The ministry is notably involved in territorial planning, the regulation of urban development, the implementation of housing programs, and the development of policies aimed at improving housing conditions and urban integration. It also contributes to the coordination of public policies related to urban development and the reduction of territorial disparities.

== History ==
The ministry originates from the Ministry of Urban Planning and Housing, created on 7 December 1955. Over the course of successive governmental reorganizations, its responsibilities were gradually expanded to include matters relating to territorial planning and city policy.
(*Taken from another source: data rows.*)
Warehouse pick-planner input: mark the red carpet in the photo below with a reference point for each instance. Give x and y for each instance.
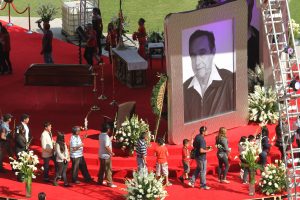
(67, 106)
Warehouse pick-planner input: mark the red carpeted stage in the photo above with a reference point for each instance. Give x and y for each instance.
(67, 106)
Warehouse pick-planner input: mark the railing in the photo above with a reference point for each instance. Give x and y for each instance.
(11, 4)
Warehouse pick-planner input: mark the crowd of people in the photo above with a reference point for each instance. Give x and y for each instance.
(61, 152)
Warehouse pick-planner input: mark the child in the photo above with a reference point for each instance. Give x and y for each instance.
(244, 171)
(161, 153)
(185, 160)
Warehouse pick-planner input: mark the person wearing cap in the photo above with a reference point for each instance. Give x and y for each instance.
(105, 154)
(77, 158)
(47, 143)
(6, 136)
(200, 156)
(24, 120)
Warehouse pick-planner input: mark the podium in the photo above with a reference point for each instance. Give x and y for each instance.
(130, 67)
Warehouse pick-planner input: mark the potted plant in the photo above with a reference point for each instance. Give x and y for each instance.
(46, 12)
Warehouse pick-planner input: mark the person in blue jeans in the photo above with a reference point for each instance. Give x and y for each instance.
(200, 156)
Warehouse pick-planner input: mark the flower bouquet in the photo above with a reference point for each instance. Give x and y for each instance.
(129, 132)
(273, 179)
(145, 186)
(263, 105)
(250, 154)
(26, 165)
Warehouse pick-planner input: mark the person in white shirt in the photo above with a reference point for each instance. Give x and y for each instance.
(78, 161)
(47, 143)
(62, 159)
(105, 154)
(24, 126)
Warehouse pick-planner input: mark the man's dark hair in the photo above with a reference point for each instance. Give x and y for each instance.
(202, 129)
(46, 124)
(251, 138)
(160, 141)
(185, 141)
(105, 127)
(143, 135)
(200, 33)
(24, 116)
(42, 196)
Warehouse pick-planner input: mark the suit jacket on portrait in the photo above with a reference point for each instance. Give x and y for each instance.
(217, 99)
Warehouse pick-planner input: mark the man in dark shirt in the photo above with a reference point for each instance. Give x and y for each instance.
(200, 157)
(47, 42)
(211, 90)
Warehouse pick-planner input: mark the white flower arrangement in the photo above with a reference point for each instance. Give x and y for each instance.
(145, 186)
(25, 164)
(129, 132)
(273, 179)
(263, 105)
(250, 155)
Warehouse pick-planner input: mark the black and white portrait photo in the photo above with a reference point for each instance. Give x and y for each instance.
(208, 70)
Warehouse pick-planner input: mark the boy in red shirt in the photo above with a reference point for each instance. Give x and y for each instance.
(185, 160)
(161, 153)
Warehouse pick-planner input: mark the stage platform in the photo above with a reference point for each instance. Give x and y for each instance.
(68, 106)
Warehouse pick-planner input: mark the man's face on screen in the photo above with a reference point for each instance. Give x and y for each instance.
(202, 57)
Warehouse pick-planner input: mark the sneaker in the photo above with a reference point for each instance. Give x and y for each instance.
(181, 179)
(112, 185)
(225, 181)
(191, 184)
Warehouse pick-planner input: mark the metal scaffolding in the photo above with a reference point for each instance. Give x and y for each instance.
(285, 66)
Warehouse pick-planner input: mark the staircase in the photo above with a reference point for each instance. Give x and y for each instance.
(285, 66)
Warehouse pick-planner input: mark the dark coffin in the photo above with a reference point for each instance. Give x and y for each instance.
(59, 75)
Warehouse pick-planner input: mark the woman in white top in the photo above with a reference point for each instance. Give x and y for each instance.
(62, 159)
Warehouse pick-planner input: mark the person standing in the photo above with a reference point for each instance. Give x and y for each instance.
(6, 137)
(46, 42)
(91, 45)
(24, 126)
(265, 146)
(141, 36)
(161, 153)
(62, 159)
(5, 40)
(222, 154)
(47, 144)
(141, 153)
(105, 154)
(77, 158)
(200, 156)
(98, 28)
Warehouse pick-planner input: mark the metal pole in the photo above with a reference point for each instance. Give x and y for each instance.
(29, 21)
(9, 22)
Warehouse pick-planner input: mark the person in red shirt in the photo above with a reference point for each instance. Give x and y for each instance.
(185, 160)
(161, 153)
(111, 39)
(141, 36)
(91, 45)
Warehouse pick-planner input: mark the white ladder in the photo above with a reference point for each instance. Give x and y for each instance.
(279, 36)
Since 7 October 2021, the Minister of National Territorial Planning, Urban Planning, Housing and City Policy has been Fatima-Zahra Mansouri.

== Responsibilities ==
The ministry is responsible for designing and implementing government policy in the areas falling within its competence. Its main responsibilities include in particular:

- the development of national guidelines for territorial planning;
- the planning and regulation of urban development;
- the preparation and implementation of legislation and regulations relating to urban planning and housing;
- the implementation of housing programs and public policies aimed at improving access to housing;
- the promotion of balanced territorial development and the reduction of regional disparities;
- the implementation of urban policies aimed at improving living conditions in cities.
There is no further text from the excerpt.